The Nobel Prize in Physiology or Medicine 1931.
"for his discovery of the nature and mode of action of the respiratory enzyme"


Otto Heinrich Warburg (1883 - 1970 ) received the Nobel Prize in Physiology or Medicine for his contributions to understanding cellular respiration. At the time he received the Nobel Prize, he was credited with discovering the "respiratory enzyme" and demonstrating that it required iron. The idea was that oxygen binds to iron during respiration in the same way that it binds to iron in hemoglobin. Here's how the discovery was described in the presentation speech on the Nobelprize.org website.

THEME:
Nobel Laureates
Definite proof that he was on the track of this well-hidden secret of Nature was obtained by the use of exact measurements of combustion in living cells or, as Warburg calls it, cell respiration. The quantitatively measured variations in the process of combustion under different conditions threw light on the nature of the respiratory ferment. Its tendency to enter into compounds with substances which combine with iron showed that it is itself an iron compound, and that its effects are due to iron.
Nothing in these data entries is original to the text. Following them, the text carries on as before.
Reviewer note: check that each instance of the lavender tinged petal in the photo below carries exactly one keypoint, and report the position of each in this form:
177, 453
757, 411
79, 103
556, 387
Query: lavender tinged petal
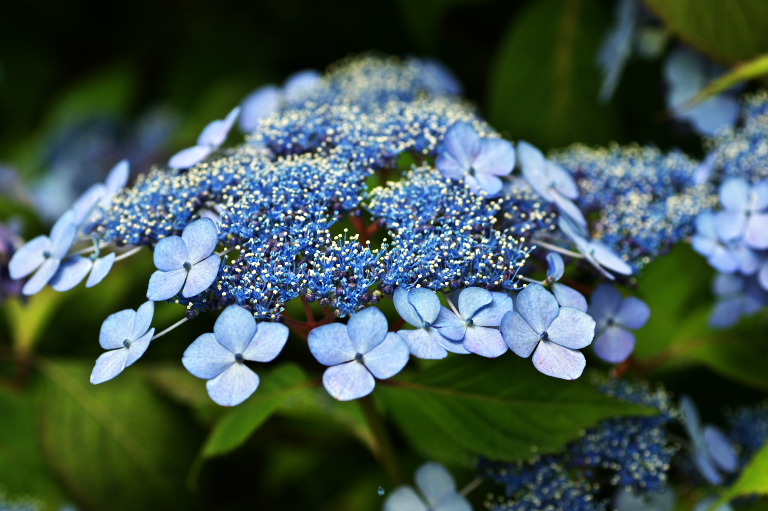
201, 238
236, 384
435, 483
569, 297
422, 345
29, 257
206, 358
537, 306
189, 157
486, 342
170, 254
348, 381
404, 498
331, 345
71, 272
559, 362
235, 328
555, 266
101, 268
388, 358
201, 276
116, 329
267, 343
491, 315
720, 449
572, 328
614, 345
633, 313
518, 334
165, 284
367, 329
41, 277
We now know that this is incorrect. Warburg probably worked with cytochrome c which has a iron-containing heme group [Monday's Molecule #88] but cytochrome c does not bind oxygen. It is an intermediate in the oxidation-reduction pathway, contributing electrons to cytochrome c oxidase—the real oxygen binding enzyme. Cytochrome c oxidase does have an iron heme group that contributes to oxygen binding but copper atoms are also intimately involved.
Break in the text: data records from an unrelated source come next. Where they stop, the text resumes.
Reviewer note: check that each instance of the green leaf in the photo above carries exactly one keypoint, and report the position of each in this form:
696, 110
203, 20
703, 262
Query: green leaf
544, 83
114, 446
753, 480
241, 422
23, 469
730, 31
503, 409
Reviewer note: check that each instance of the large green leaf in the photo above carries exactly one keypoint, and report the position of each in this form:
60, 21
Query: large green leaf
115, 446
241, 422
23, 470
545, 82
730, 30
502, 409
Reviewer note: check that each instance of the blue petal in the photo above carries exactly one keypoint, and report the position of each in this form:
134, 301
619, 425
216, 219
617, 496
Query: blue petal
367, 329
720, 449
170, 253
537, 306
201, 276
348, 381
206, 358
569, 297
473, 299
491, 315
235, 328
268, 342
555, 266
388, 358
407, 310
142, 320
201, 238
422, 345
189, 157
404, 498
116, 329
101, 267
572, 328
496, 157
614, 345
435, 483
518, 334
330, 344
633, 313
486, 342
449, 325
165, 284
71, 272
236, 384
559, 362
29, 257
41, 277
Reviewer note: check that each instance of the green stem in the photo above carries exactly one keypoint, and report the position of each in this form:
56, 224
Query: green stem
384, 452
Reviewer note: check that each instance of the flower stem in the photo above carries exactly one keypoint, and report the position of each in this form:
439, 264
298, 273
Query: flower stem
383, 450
This is a case where the Nobel Prize was awarded to the right person for the wrong reasons. Warburg made lots of contributions to biochemistry. He discovered flavin proteins and did seminal work on oxidation-reduction enzymes that use NAD+ as a cofactor. He also contributed significantly to our understanding of photosynthesis.
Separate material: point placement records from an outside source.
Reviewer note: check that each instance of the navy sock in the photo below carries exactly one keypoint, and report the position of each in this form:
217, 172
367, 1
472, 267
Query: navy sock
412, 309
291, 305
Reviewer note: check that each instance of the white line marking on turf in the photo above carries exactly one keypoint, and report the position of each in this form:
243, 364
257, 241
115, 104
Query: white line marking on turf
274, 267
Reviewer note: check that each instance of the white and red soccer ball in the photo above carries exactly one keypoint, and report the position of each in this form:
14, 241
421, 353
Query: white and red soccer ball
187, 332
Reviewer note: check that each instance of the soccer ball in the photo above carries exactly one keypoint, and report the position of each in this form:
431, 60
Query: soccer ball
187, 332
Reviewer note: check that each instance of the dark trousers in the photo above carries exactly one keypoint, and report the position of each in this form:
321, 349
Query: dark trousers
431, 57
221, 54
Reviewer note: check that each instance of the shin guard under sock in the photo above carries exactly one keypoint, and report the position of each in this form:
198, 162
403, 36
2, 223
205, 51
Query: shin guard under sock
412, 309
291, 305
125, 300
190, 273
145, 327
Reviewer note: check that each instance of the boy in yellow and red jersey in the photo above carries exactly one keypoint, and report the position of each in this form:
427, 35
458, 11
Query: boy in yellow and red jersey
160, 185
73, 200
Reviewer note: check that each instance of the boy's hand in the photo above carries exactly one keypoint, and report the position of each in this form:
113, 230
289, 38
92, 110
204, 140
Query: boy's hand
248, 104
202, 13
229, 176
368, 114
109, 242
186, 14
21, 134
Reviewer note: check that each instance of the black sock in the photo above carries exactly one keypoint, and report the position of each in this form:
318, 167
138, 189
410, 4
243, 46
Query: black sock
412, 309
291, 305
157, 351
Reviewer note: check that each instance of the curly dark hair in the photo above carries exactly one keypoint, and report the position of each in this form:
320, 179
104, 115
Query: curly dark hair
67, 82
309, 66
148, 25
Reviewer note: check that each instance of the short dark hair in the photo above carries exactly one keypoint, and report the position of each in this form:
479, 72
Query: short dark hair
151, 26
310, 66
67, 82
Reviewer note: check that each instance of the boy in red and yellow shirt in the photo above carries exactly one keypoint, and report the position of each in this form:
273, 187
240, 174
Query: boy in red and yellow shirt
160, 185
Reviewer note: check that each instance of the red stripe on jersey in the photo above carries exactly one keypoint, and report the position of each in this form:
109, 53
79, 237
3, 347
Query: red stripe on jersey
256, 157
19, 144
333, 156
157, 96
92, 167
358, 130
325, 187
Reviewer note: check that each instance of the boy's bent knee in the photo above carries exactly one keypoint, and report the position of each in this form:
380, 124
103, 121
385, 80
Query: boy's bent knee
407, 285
Many people believe that Warburg received a second Nobel Prize in 1944 for these other contributions but he was unable to accept it because Hitler declared that Germans, especially Jewish Germans, could not accept a foreign prize. The Nobel Committee has repeatedly declared that Warbug was not offered the prize in 1944 although he was considered a strong candidate. This declaration has not squelched the myth of two Nobel Prizes—a myth that is largely propagated on cancer websites (e.g., stopcancer.com). Warburg claimed that cancer was caused when cells switched from aerobic glycolysis to fermentation and this has made him a hero among the pseudoscience crowd. That's a tremendous disservice to one of the greatest biochemists who ever lived.